Well, for the most part the definitions predate Star Trek anyway. Like I said, folks like Arthur C. Clark, Ben Bova, Isaac Asimov; they're the ones who formulated the categories.
Voadam said:
So I see star trek as sci fi with a little element of fantasy in it. It is dominated by the spaceships and high tech junk, placing it solidly in sci-fi.
I see it as completely fantastic. More about James Kirk geting into fisticuffs with various bad make-up jobs and making out with alien babes. I don't know whats so sci-fi about that. :heh:
Voadam said:
Similarly many fantasy stories have a background of sci-fi apocalypse in their past (shanara, Wheel of Time, etc.)
Neither Shanara nor Wheel of Time have a "sci-fi" apocalypse, they have a higher technologically advanced civilization that was destroyed, and the present is a sort of "dark age." That's not sci-fi.
 

S'mon said:
In terms of describing genre as pertains to derivative art forms like films, tv series & RPGs, I think basically Zander is right and you're wrong - it's the trappings that matter. That hard sf authors wish to distinguish their work by labelling Star Trek or Buck Rogers "not sf" is irrelevant to me.
I think that in terms of the mainstream public, there may not be any difference at all. And yes, the mainstream public is completely concerned with the trappings, and to them, sci-fi is the trappings. It's not like a movie or a T.V. show has much time to spell out the scientific basis of the premise without losing their audience anyway.

But, like The_Gneech, I'm a bit of a genre nerd, and I like to take my hobby a bit more seriously. After all, the general public also doesn't see much different between Beowulf and the Iliad, but just because they don't see it doesn't mean that differences aren't there. I'm also a bit of a splitter; I like to have lots of categories to put stuff in, rather than more generic buckets. So, I prefer to split even further than simply "sci fi" or "fantasy" and recognize that there's a very broad range of works that share many features with each other and differ in other respects, that can be described better with various sub-genres; sword & sorcery vs. high fantasy vs. planetary romance vs. hard SF vs. space opera, etc., etc., ad nauseum.

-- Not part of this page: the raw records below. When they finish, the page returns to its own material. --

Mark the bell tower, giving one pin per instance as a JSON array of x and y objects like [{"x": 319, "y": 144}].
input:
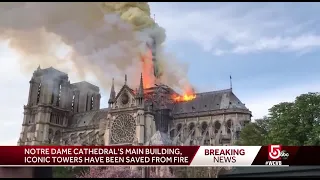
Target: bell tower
[{"x": 47, "y": 109}]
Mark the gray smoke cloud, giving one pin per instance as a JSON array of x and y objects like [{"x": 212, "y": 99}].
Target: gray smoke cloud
[{"x": 101, "y": 39}]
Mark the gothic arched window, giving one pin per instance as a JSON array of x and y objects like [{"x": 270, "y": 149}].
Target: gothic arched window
[
  {"x": 39, "y": 92},
  {"x": 50, "y": 136},
  {"x": 123, "y": 129},
  {"x": 217, "y": 127}
]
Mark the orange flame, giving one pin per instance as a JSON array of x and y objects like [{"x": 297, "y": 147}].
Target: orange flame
[
  {"x": 189, "y": 95},
  {"x": 185, "y": 97},
  {"x": 147, "y": 69}
]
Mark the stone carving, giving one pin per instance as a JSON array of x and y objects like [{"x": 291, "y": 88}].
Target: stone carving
[{"x": 123, "y": 129}]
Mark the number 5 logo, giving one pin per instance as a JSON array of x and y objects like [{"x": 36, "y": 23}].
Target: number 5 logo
[{"x": 274, "y": 152}]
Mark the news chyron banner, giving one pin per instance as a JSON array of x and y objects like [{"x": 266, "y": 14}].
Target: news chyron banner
[{"x": 206, "y": 156}]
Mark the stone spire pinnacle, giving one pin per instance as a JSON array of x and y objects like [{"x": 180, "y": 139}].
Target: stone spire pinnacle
[
  {"x": 112, "y": 93},
  {"x": 140, "y": 90}
]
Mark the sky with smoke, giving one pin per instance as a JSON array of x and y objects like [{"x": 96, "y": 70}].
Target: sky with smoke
[
  {"x": 96, "y": 39},
  {"x": 270, "y": 49}
]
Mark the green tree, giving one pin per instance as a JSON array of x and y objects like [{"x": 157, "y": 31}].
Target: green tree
[
  {"x": 296, "y": 123},
  {"x": 288, "y": 123}
]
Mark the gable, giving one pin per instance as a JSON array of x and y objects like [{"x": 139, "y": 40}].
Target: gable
[{"x": 125, "y": 98}]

Even then, you don't have a perfect picture, as some works end up both defining and being the single work in an extremely specialized little compartment.

What sparked the conversation in the first place was the idea that psionics didn't belong in a fantasy campaign, because they were a sci-fi element. That struck two nerves with me, the first being that since there's no scientific basis for psychic powers, they actually are, by definition, a fantasy element, and the second being that I don't accept such a limited definition of "fantasy" that only includes a narrow subset of all that's out there.